Spatially limited pollen exchange and a long-range synchronization of trees

Many trees in mature forests show intermittent reproduction. Intensive flowering and seed production occur only once in several years, often synchronized over a long distance. In a previous paper, we showed that the limitation of fruit production by the outcross pollen availability can bring about synchronized reproduction of trees in a constant environment, assuming that pollen availability depends on the mean flowering intensity of the trees. However, pollen exchange normally occurs within a distance much shorter than the extent of the whole forest. We studied a coupled map lattice, in which each tree engages in the chaotic dynamics of energy reserve level, but different trees are coupled by pollen exchange with neighbors.

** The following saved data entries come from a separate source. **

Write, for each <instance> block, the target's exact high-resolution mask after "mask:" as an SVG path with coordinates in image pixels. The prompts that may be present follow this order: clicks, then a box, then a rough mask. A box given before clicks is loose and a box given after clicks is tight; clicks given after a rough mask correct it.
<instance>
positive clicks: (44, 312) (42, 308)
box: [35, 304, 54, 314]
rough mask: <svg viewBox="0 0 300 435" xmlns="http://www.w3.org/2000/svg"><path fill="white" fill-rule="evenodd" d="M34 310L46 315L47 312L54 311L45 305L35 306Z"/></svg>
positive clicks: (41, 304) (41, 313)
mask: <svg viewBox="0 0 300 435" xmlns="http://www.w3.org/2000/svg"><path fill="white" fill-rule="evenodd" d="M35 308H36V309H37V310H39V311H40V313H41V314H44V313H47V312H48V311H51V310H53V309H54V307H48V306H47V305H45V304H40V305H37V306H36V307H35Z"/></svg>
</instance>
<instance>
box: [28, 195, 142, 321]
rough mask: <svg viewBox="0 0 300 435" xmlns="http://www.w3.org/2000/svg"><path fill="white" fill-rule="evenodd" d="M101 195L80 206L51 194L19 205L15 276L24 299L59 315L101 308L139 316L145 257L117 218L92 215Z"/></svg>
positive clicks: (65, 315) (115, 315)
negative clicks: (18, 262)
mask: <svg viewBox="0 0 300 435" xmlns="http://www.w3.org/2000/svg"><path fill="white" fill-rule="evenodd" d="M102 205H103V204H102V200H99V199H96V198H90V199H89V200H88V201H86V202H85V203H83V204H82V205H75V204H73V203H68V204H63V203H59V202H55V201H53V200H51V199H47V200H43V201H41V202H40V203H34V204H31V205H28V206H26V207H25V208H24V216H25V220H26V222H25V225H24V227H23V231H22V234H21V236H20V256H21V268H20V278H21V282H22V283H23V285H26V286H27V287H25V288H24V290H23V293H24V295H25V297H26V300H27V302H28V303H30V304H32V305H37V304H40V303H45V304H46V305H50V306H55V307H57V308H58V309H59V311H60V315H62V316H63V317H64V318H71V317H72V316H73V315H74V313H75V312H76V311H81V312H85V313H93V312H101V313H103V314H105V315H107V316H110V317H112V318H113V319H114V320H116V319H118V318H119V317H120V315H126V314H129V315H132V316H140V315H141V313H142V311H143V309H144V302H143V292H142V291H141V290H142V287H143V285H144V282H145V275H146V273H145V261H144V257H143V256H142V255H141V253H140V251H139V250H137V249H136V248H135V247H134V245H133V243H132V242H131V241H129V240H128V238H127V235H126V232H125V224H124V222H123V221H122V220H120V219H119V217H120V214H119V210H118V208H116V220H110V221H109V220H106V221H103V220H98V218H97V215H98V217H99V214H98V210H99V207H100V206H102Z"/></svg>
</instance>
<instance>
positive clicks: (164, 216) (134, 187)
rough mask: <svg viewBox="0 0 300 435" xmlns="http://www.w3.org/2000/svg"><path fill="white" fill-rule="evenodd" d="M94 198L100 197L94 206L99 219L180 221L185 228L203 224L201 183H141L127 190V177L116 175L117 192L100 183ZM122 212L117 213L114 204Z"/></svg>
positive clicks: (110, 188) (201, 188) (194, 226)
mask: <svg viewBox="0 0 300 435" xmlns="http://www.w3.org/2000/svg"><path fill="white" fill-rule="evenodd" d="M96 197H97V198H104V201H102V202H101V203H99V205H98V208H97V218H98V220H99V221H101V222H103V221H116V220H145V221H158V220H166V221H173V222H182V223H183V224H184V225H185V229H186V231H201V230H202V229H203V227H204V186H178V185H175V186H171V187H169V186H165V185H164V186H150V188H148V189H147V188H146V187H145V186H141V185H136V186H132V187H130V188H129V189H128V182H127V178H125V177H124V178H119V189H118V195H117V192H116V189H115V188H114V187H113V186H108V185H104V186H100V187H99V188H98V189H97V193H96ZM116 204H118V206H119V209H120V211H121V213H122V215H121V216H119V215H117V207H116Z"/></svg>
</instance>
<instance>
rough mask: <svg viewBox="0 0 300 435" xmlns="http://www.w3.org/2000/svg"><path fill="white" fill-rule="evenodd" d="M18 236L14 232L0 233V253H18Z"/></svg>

We first derived a relation between two statistics of spatial covariance (dynamic spatial covariance and snapshot spatial covariance). A strong synchronization of tree reproduction can develop over the whole forest that may be orders of magnitude larger than the distance of direct pollen exchange between trees. The fluctuation is close to a cycle with a period of two years. The model of local coupling always generates non-uniform spatial patterns, but the enhanced spatial covariance caused by the spatial heterogeneity is restricted to a short range, only a few times larger than the spatial range of direct interaction. When pollen exchange occurs beyond the nearest neighbors, the local spatial pattern becomes proportionally larger, but the condition for synchronization of the whole forest and its magnitude are the same as for the case with the nearest neighbor pollen exchange. When a fraction of the seeds are sired by globally dispersed pollen and the rest are sired by local pollen, long-range synchronization can occur for a wide-parameter region, and trees may engage in a fluctuation with a masting interval longer than two years. We discuss alternative explanations for the long-range synchronization of beech forests.